Part of the reason was Hungary. On the Sunday of the demonstration in Trafalgar Square, Soviet tanks drove back into Budapest. I travelled down from Manchester for the Suez rally, and, as I came out of Euston, I saw the head of a procession. The people walked in silence, apart from their soft footfall on the roadway. In front walked a young woman carrying a red, white and green banner with a hole cut out of the middle. Rank after rank passed without a glance or a word, wrapped in their own agony.

We thought then that we were guilty, too, that Suez had made it possible for the Soviet Union to crush the Hungarian Revolution. Many Hungarians agreed. They told Charles Wheeler of the BBC to get out before the Russians cut the Vienna road, and added: "Remember to tell your people that you and the French have wrecked our revolution." This was almost certainly wrong; Khrushchev would have acted as he did with or without the Suez diversion.
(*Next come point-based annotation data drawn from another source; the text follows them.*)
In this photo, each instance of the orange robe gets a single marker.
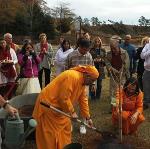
(129, 106)
(54, 130)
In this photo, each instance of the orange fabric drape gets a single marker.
(129, 106)
(54, 130)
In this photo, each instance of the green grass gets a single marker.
(102, 120)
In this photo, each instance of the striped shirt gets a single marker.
(75, 58)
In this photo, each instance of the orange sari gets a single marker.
(54, 130)
(129, 106)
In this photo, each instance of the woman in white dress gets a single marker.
(61, 56)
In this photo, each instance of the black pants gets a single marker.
(47, 73)
(98, 90)
(140, 83)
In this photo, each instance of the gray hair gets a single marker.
(7, 35)
(114, 40)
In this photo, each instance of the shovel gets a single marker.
(104, 134)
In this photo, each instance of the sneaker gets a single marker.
(82, 129)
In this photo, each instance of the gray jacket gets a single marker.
(48, 57)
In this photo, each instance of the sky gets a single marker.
(128, 11)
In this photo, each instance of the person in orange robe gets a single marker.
(132, 107)
(64, 92)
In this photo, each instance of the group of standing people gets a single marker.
(75, 70)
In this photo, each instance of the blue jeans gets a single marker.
(146, 86)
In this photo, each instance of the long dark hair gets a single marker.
(23, 50)
(62, 45)
(132, 81)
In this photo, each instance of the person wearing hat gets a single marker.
(46, 54)
(117, 62)
(81, 56)
(64, 92)
(130, 48)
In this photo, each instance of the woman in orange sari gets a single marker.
(64, 92)
(132, 107)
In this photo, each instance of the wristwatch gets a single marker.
(5, 104)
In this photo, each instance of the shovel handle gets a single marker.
(67, 115)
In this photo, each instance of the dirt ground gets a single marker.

But Hungary was on the conscience of those who stood up against Suez.

In retrospect, I see that the anger which burst through over Suez had deep roots. Britain in the 1950s was not as placid as it seemed. The wartime rhetoric about national unity and sacrifice was still used to keep us in our place, but its credibility was leaking away by 1956. The shattering of trust in government was followed by the crumbling of other certainties. Unemployment returned. So did inequality, and the opportunity to make fortunes legally. The entrepreneur was promoted from spiv to patriot.

The myth that Britain was still a world power collapsed, as American financial sanctions forced Eden to choose between withdrawal from Egypt and the death of sterling. The self-inflicted wound to British interests in the Arab world took a generation to heal.

In Whitehall, there were old men shouting: "Who's got the ball-bearings? Throw them under the horses' hooves!" We, the young, stared at these veterans of pre-war riots. They had never for a moment thought of "our" government or "our" policemen. For them, British history had always been a merciless struggle between "them" and "us", fought with truncheons, money and lies. In the Suez days, for a terrible moment, we began to see what they meant.